I'm hoping my positive outlook lasts longer than 30 minutes. Just last night I got a text message from a friend that made the tears spring into action. So, who knows. But it feels good to feel good. I'd like to hold on to this for as long as possible. Here's to lucky number 13.
I was back for another ultrasound today. Right side has sprung into action and has a 10mm follicle while the 2 on the left are continuing to grow. I think she said they were at 12 and 14mm. So that's really positive as I'm only CD8 and probably won't ovulate until sometime next week. I'll start the OPKs tonight just in case.
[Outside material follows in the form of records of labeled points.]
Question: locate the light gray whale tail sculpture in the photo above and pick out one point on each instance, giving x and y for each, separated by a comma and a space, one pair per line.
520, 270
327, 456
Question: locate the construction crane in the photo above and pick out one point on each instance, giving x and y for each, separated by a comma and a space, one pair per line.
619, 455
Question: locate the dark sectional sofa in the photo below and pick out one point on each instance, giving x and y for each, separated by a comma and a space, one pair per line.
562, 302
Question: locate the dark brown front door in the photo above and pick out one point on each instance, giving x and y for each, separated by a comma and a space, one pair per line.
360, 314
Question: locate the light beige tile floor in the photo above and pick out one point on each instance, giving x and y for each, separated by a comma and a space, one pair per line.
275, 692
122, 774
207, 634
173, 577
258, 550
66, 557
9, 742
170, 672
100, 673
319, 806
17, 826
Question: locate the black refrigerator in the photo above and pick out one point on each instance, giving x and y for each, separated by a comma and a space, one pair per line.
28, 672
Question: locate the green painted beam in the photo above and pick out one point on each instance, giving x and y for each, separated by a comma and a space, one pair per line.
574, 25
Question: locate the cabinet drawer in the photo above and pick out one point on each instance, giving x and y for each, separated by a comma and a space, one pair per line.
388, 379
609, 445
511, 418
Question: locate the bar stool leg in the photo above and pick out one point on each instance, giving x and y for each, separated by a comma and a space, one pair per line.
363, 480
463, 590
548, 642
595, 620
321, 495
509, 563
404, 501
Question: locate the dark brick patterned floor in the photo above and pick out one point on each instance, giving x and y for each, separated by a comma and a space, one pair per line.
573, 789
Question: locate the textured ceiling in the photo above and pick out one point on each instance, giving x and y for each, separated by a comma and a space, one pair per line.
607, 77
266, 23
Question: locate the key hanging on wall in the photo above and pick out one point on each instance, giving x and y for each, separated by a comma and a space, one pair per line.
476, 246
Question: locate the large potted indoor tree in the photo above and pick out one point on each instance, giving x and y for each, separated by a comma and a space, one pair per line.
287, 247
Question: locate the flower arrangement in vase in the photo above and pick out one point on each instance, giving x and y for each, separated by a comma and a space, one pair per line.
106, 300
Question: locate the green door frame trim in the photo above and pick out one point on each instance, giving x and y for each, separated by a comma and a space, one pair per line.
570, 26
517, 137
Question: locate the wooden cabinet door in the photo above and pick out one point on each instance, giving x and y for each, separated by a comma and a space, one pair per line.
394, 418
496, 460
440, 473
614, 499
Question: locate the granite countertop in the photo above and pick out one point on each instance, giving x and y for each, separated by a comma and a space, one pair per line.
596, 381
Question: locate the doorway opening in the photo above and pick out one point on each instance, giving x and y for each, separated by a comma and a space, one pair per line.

Last month I ovulated later than Dr. D expected. She thought it would happen on Saturday, when in fact, I didn't pop until the following Tuesday or Wednesday. This meant that we had sex for 7 days in a row. I got to thinking that maybe this might reduced Mike's sperm quantity too much. So, my question for the doctor today was: is it ok to have sex daily for many days or I should go with trigger shot so we know precisely the right moment to go for it? She said that yes, it will probably reduce the sample size over that many days, but it was such a minute amount- it wouldn't matter. Sex it is then. Yipee for saving the $130.00 on meds and staying away from that horrible full-ovary feeling it causes. Mike will be happy too :)
My doctor always refers to us as her "sex couple", because she knows that we aren't scared of it. Hell, I'd do it 5 times a day if it meant that it would increase our chances of getting pregnant (lucky for me, it doesn't). She said that the majority of her patients don't have sex at all. And apparently it's not because of fertility stuff (I'm the first to understand how unsexy sex is when TTC) but that they just don't have sex. Like, ever. I found that quite surprising.